Methods: This secondary analysis reports the result of data from an ongoing longitudinal survey of
health promoting behaviors and quality of life of individuals with MS initiated in 1996. The original
investigation and this secondary analysis received approval from the institutional review board for the
protection of human subjects. Participants were recruited with the assistance of two chapters of the
National Multiple Sclerosis Society in the southwestern United States (Stuifbergen & Roberts, 1997).
Participants (n=659) were predominantly white (92%) and married (70%).
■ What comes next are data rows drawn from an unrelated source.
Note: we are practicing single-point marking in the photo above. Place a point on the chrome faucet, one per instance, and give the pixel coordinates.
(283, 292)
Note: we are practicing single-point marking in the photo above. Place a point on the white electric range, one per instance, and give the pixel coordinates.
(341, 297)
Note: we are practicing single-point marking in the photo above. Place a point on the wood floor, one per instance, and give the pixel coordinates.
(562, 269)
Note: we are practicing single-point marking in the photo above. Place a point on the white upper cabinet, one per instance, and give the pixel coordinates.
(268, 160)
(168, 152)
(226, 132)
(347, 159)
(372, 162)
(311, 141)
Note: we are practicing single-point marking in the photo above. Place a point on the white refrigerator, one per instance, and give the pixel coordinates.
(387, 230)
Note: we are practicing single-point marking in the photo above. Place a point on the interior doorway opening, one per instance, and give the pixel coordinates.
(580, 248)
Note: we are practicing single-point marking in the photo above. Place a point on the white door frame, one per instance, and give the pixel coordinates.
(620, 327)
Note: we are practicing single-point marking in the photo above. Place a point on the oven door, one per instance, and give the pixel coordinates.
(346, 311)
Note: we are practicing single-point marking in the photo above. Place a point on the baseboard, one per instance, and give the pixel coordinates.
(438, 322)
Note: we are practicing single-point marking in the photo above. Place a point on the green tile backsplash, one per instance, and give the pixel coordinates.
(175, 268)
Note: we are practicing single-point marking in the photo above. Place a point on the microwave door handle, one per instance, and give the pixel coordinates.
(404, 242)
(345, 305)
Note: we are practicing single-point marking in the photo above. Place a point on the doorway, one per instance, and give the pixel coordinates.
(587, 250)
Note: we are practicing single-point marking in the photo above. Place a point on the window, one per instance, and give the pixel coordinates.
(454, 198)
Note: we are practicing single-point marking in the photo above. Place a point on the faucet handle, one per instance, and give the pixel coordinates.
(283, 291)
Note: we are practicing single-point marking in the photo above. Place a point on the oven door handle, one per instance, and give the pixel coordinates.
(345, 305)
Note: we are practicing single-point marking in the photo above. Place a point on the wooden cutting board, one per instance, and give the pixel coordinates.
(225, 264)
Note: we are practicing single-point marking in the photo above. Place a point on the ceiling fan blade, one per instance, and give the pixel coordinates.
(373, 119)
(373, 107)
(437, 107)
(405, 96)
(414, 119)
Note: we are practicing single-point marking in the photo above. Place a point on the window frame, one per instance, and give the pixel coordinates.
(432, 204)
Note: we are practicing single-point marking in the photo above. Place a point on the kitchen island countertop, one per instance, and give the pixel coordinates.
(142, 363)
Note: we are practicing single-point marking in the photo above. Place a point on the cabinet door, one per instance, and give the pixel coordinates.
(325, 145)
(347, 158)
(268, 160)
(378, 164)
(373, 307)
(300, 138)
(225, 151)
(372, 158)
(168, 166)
The average duration of MS
was 10 years (SD=7.3) and 48% of participants reported having relapsing-remitting MS. Data were
collected by mail through a battery of self-report instruments in booklet format including a background
information sheet and measures of functional limitation (Incapacity Status Scale), social support (Personal
Resources Questionnaire 85 Part 2), social demands of illness (Demands of Illness Inventory), an item on
the Center for Epidemiological Studies Depression Scale that assessed loneliness, and one self-rated heath
status question from the Multilevel Assessment Inventory. Descriptive statistics were used to describe
sample characteristics, bivariate correlations examined the relationship of study variables, and stepwise
regression assessed which variables explained the variance in loneliness.
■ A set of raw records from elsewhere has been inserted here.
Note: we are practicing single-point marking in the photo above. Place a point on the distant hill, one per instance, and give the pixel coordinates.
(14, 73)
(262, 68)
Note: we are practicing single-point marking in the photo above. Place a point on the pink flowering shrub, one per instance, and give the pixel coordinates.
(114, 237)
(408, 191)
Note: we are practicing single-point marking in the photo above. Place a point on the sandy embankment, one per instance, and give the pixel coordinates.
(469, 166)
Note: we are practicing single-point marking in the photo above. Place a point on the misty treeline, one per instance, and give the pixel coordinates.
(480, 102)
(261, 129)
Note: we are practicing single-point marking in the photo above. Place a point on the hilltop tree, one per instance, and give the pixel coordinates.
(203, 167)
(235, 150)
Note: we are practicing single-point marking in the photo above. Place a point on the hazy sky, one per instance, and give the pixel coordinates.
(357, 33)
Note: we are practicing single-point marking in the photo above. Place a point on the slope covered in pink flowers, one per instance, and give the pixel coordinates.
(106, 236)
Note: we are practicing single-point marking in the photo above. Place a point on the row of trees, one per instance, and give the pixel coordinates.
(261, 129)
Findings: Half (50%) of the women reported feeling lonely at least some of the time during the last
week, and 15.5 % of participants reported feeling lonely 3-4 days a week. A moderate negative
relationship was observed between loneliness and social support (r = -.45, p < .01), and a moderate
positive relationship was found between loneliness and the social demands of illness (r = .37, p < .01).
Loneliness was significantly correlated (p < .01) with functional limitation, self-rated heath status and
marital status although the strength of the association was small (r = .20, r = -.25, r = -.20). Social support
(B = -.34, p < .05), social demands of illness (B = .21, p < .05), and marital status (B = -.09), p < .05)
accounted for 25% of the variance of loneliness.
Conclusions: The women in this sample who were not married, perceived their health less positively,
indicated less social support, and reported greater social demands of illness and greater functional
limitation were more likely to report loneliness.
Acknowledgement: This study was supported by NINR grant RO1NR03195.
Keele-Card, G., Foxall, M., & Barron, C. (1993). Loneliness, depression, and social support of patients with COPD and their
spouses. Public Health Nursing, 10, 245-251.
Hopps, S., Pépin, M., Arseneau, I., Fréchette, M., & Bégin, G. (2001). Disability related variables associated with loneliness
among people with disabilities. Journal of Rehabilitation, 67, 42-48.
Stuifbergen, A. K., Roberts, G. J. (1997). Health promotion practices of women with multiple sclerosis. Archives of Physical
Medicine and Rehabilitation, 78, S3-S9.